Foto: Bundesarchiv/183-1984-0815-031/A. Kämper
A ajuda chega de avião
Na foto, uma aeronave da companhia aérea Interflug, pertencente à extinta RDA, no aeroporto de Luanda. A bordo: material escolar para crianças angolanas. Em 1978, além de Angola, o Comité de Solidariedade da Alemanha Oriental enviou donativos à Etiópia, Moçambique, Vietname, República Popular do Iémen e às organizações de libertação do Zimbabwe (ZANU), da Namíbia (SWAPO) e da África do Sul.
Foto: Bundesarchiv/183-T0517-0022/R. Mittelstädt
Tratores para aliados socialistas
Doação de máquinas agrícolas da fábrica de tratores Schönebeck (da RDA) para a Etiópia. Os tratores do tipo "ZT 300-C" eram comuns na Alemanha Oriental e foram exportados para 26 países. Incluindo Angola e Moçambique. (1979)
Foto: Bundesarchiv/183-U1110-0001/Schulz
Máquinas têxteis da RDA para a Etiópia
Fábrica têxtil na cidade de Kombolcha, na província etíope de Amhara (foto de novembro de 2005). Esta fábrica processa algodão para fazer lençóis e toalhas. Foi construída em 1984 com o apoio da RDA e da hoje extinta Checoslováquia. Quase todas as máquinas foram produzidas pelo consórcio TEXTIMA, na antiga cidade de Karl-Marx-Stadt, hoje Chemnitz.

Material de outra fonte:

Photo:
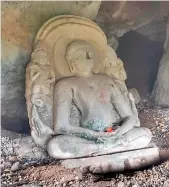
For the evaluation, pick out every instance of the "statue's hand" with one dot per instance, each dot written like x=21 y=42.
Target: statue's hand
x=110 y=138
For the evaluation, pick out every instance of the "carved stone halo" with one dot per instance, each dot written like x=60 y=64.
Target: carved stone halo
x=48 y=63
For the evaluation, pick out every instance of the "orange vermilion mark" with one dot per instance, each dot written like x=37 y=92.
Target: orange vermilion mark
x=109 y=129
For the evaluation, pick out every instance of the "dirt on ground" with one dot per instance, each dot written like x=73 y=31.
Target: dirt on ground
x=50 y=173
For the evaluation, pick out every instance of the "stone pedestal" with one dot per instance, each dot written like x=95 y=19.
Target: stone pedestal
x=118 y=162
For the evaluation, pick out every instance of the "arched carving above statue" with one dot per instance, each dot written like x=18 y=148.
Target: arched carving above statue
x=75 y=88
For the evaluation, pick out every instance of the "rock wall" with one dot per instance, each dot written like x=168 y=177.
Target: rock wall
x=161 y=89
x=20 y=23
x=22 y=20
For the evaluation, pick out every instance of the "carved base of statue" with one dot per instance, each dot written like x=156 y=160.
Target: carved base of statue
x=78 y=104
x=118 y=162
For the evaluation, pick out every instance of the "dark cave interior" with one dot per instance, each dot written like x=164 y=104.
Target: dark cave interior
x=141 y=59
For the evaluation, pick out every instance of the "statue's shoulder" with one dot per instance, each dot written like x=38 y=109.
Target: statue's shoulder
x=65 y=83
x=104 y=77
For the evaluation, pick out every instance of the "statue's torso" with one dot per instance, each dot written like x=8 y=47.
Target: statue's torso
x=92 y=96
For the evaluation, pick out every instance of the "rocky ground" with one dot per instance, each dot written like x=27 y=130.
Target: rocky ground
x=43 y=171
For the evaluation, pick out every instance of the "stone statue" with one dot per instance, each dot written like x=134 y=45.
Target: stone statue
x=78 y=104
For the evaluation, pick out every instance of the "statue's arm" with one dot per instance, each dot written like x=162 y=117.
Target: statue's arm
x=62 y=103
x=125 y=107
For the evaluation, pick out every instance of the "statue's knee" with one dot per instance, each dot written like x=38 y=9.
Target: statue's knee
x=139 y=137
x=146 y=132
x=55 y=149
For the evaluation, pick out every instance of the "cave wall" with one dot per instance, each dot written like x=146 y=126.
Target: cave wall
x=22 y=20
x=141 y=58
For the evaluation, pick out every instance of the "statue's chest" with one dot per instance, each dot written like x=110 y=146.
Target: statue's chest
x=100 y=92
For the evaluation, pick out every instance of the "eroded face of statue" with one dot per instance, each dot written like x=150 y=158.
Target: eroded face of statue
x=79 y=57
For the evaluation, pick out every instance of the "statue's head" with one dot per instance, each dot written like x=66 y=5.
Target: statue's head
x=113 y=66
x=79 y=56
x=39 y=54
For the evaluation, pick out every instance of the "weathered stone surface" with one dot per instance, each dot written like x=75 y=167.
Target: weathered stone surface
x=161 y=89
x=115 y=162
x=154 y=31
x=117 y=18
x=18 y=32
x=28 y=149
x=22 y=147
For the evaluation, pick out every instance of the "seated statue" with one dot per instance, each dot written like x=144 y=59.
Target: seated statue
x=107 y=116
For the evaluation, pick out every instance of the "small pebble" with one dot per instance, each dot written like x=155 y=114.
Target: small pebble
x=15 y=167
x=120 y=184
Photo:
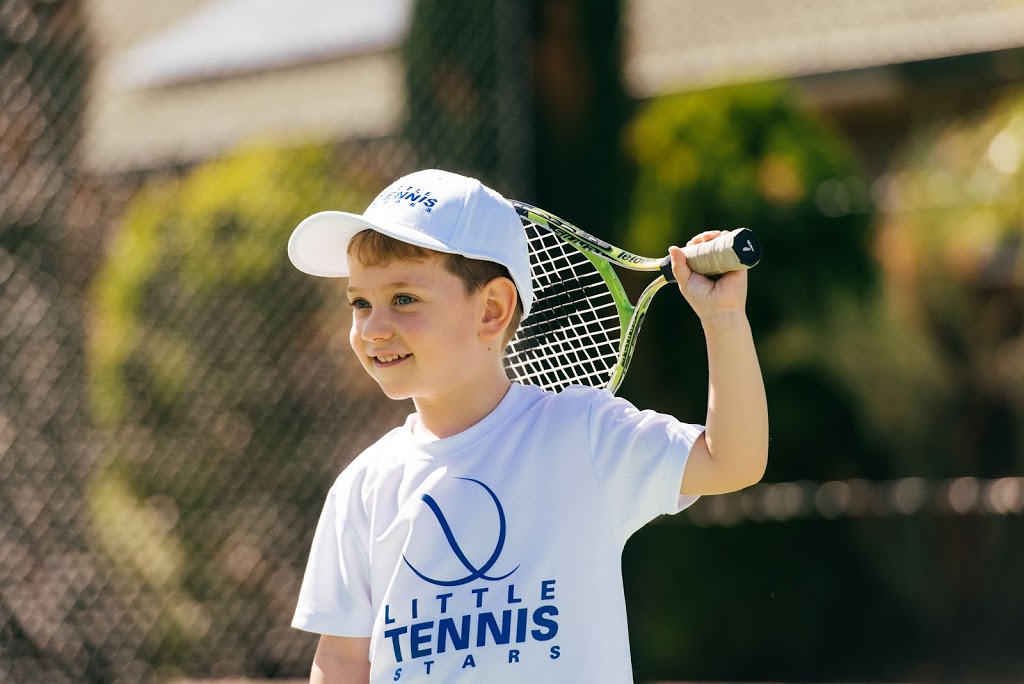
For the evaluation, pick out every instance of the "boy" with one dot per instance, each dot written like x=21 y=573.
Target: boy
x=481 y=541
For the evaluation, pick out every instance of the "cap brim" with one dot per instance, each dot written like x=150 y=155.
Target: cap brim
x=318 y=246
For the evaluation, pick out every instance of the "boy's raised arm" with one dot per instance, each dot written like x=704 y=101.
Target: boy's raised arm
x=733 y=451
x=341 y=660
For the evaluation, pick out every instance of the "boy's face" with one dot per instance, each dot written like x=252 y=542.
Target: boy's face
x=414 y=328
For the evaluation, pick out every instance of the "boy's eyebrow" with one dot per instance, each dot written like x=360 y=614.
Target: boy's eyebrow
x=394 y=285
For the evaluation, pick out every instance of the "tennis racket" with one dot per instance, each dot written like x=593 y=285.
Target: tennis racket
x=582 y=327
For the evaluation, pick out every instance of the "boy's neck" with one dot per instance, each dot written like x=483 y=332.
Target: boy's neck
x=450 y=415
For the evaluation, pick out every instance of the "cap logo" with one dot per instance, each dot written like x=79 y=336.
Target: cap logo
x=414 y=196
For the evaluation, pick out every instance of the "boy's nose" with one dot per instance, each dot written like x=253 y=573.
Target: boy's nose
x=376 y=327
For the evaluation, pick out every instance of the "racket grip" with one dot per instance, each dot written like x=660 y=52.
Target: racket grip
x=733 y=250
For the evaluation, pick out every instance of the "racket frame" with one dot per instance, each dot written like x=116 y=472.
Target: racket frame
x=603 y=255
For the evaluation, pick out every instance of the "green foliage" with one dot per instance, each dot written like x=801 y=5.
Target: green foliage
x=210 y=361
x=826 y=337
x=952 y=243
x=754 y=156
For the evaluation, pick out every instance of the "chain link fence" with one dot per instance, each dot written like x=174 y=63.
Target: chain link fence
x=174 y=398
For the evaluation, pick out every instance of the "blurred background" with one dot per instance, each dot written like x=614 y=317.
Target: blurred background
x=175 y=399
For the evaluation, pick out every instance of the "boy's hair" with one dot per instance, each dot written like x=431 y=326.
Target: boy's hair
x=376 y=249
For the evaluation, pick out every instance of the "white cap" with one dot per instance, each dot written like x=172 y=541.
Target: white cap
x=434 y=209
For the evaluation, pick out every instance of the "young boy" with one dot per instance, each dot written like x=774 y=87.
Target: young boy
x=481 y=540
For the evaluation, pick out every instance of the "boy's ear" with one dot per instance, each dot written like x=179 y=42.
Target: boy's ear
x=499 y=297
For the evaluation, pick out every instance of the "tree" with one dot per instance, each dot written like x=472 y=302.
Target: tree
x=228 y=402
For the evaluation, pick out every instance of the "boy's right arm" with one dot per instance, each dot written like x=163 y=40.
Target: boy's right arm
x=341 y=660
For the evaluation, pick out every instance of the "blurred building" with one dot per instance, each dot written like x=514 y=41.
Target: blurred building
x=185 y=79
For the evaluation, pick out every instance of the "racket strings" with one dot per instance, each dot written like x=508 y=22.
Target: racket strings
x=572 y=332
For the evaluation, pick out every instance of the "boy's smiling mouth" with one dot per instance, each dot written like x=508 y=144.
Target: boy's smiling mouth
x=389 y=359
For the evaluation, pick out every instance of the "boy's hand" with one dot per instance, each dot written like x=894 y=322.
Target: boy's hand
x=725 y=295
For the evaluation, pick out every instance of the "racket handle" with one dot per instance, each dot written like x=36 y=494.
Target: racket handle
x=733 y=250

Foto: picture-alliance/dpa
Construções pré-fabricadas da RDA em Zanzibar
Ainda hoje, é possível ver prédios, construídos a partir de elementos pré-fabricados, em Zanzibar, com os quais a Alemanha Oriental apoiou a Tanzânia socialista criada em 1964 sob o Presidente Julius Nyerere. Os materiais chegaram de navio e tiveram apenas de ser montados. "Michenzani" é o nome do projeto com mais de 1,5 km de comprimento.
Foto: cc-by-sa/Sigrun Lingel
RDA - Nostalgia em Maputo
Cerca de 15 mil moçambicanos trabalharam na Alemanha Oriental no final dos anos 80. A maioria voltou ao seu país de origem após a reunificação da Alemanha, a 3 de Outubro de 1990. Em casa, são chamados de "Madgermanes", uma palavra derivada de "Made in Germany". Até aos dias de hoje, eles reúnem-se com frequência no Jardim 28 de Maio, em Maputo, para reivindicar os seus direitos.